By Marvin W. Murray, Aerlex Law Group

 
California’s Second District Court of Appeal recently decided two cases affecting the personal property tax treatment of aircraft utilized in Part 135 on-demand operations. In a major victory for air taxi operators and the owners who make their aircraft available for charter flights, the Court of Appeal held that a county tax assessor cannot include “hypothetical” sales tax that had never been paid in determining the assessed value of aircraft for property tax purposes.1  However, the appellate panel also concluded that a county assessment formula for an aircraft taxed in two different states was not unconstitutional even though it produced a combined valuation of more than 105 percent of the aircraft’s value.2

1.  Auerbach v. Los Angeles County Assessment Appeals Board No. 2 (CKE Associates, Real Party in Interest), 2008 Daily Journal Daily Appellate Report 16453 (referred to herein as the “CKE Decision”).
2.  Auerbach v. Los Angeles County Assessment Appeals Board No. 2 (TWC Aviation, Inc., et al., Real Parties in Interest), 2008 Daily Journal Daily Appellate Report 16460 (referred to herein as the “TWC Decision”).

Marvin Murray of the Aerlex Law Group
represented Van Nuys-based air carrier TWC Aviation, Inc. (“TWC”) and the owners of three aircraft operated by TWC in the cases and he successfully argued TWC’s position before both the Los Angeles County Assessment Appeals Board (the “Assessment Appeals Board”) and the Los Angeles County Superior Court. Even though Los Angeles County Assessor Rick Auerbach (the “Assessor”) had lost twice to Mr. Murray at both the administrative and trial court levels, the Assessor still chose to appeal the superior court judge’s rulings to the Second District Court of Appeal and Mr.
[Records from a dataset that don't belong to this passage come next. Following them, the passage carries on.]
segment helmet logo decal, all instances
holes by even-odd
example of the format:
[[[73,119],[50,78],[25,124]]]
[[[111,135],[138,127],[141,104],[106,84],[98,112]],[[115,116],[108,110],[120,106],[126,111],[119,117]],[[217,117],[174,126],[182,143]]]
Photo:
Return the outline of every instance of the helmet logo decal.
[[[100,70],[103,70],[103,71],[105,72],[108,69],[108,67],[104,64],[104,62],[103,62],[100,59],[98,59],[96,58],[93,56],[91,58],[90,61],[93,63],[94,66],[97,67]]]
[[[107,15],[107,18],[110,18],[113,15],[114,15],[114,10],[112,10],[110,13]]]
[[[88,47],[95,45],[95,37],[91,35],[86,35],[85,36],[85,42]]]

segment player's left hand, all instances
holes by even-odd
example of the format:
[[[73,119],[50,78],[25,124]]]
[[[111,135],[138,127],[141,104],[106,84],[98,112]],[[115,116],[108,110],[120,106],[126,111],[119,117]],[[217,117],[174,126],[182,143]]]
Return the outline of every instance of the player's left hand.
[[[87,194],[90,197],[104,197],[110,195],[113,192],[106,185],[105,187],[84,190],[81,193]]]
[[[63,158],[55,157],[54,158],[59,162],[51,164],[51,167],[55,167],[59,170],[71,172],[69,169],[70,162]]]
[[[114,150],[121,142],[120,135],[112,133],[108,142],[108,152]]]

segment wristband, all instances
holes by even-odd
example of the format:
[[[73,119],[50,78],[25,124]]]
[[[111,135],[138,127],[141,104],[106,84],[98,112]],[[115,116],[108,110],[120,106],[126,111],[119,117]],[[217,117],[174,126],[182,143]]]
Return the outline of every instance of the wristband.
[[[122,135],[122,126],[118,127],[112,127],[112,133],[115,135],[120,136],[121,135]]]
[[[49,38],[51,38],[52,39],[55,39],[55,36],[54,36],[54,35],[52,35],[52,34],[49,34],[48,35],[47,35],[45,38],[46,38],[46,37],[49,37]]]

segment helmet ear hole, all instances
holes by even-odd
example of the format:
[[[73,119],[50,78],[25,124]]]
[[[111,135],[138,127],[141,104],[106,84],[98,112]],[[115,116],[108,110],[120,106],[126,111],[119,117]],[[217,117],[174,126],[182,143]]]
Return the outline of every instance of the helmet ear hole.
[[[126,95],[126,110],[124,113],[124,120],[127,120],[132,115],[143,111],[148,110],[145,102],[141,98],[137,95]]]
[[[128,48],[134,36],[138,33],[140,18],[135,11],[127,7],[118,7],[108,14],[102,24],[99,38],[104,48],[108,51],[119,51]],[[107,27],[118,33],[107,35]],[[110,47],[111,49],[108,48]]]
Murray also represented TWC in briefings and oral argument before the appellate panel.
 
The Second District Court of Appeal is the intermediate appeals court in California just beneath the state’s Supreme Court. Because the Second District encompasses Los Angeles County, the Second District’s decisions are often given great weight, especially when those decisions are certified for publication because published opinions establish judicial precedent on which courts may rely in the future. Only about seven percent of all California appellate decisions are certified for publication. The cases that Marvin Murray of the Aerlex Law Group participated in were both certified for partial publication.
 
TWC operated three different business jet aircraft, a Gulfstream G-IV, Astra/Gulfstream G100 and Cessna Citation X, on behalf of owner/lessors. TWC was fighting two separate policies of the Assessor that could have cost many thousands of dollars in additional personal property taxes. The two policies were:
 
(1)        The Valuation Policy. In assessing the value of the aircraft that TWC utilized in its charter operations, the Assessor began including an amount equal to 8.25% of the aircraft purchase price in 2004 on the theory that upon resale the new owners might be liable for California sales/use tax if their use of the airplanes did not qualify for the common carrier exemption from sales/use tax. The problem, however, was these aircraft already had been found to be exempt from California sales/use tax and so the Assessor was charging personal property tax based upon a valuation that included thousands of dollars in sales tax the owners were exempt from and had never paid. This was what Aerlex referred to as “hypothetical” sales tax.
 
(2)        The Apportionment Policy. Three of the aircraft that TWC utilized in its charter operations were subject to property tax assessments in both Los Angeles County, California, and Clark County, Nevada. The apportionment formula that the Assessor applied, when combined with the system utilized in Clark County, resulted in tax assessments being levied on TWC’s owners equal to 105% of the valuation of the aircraft – in other words, the owners were being taxed at a rate greater than the market value of the aircraft. TWC argued that this was unconstitutional because aircraft that were taxed in Los Angeles County only could not be assessed at a rate greater than 100% of their market value. In TWC’s view, the 5% disparity constituted an unconstitutional burden on interstate commerce.
 
A.        The Valuation Argument and Decision.
 
When it issued its regular assessments on the three airplanes operated by TWC for fiscal year 2004, the Assessor did not include sales tax as an element of the assessed value of the aircraft. However, the Assessor later issued “escape assessments” on all three aircraft and these new, amended assessments did include a value equal to 8.25% of the purchase price of the aircraft as well as a 10% penalty due to non-payment of the property tax, notwithstanding the fact that the owners of those aircraft had been exempted from sales or use tax on the purchase of their aircraft. Each of the three aircraft had been used in TWC’s Part 135 on-demand air carrier operation more than 50% of the time as measured by flight hours in the first year after the aircraft were acquired and, therefore, each aircraft was exempt from sales and use tax under the common carrier exemption granted pursuant to California Revenue and Taxation Code § 6366(b) and California State Board of Equalization (“BOE”) Regulation 1593(c)(1)(B).
 
The hypothetical sales tax and 10% penalty together added more than $6.3 million to the assessed value of the three aircraft. TWC and the owners appealed the imposition of the hypothetical sales tax and on June 5, 2006, the Assessment Appeals Board ruled in favor of TWC, holding that the Assessor could not lawfully add hypothetical sales tax in calculating the assessed value of the aircraft because TWC and other air taxi operators using aircraft primarily in common carriage for hire were exempt from paying sales or use tax on such aircraft.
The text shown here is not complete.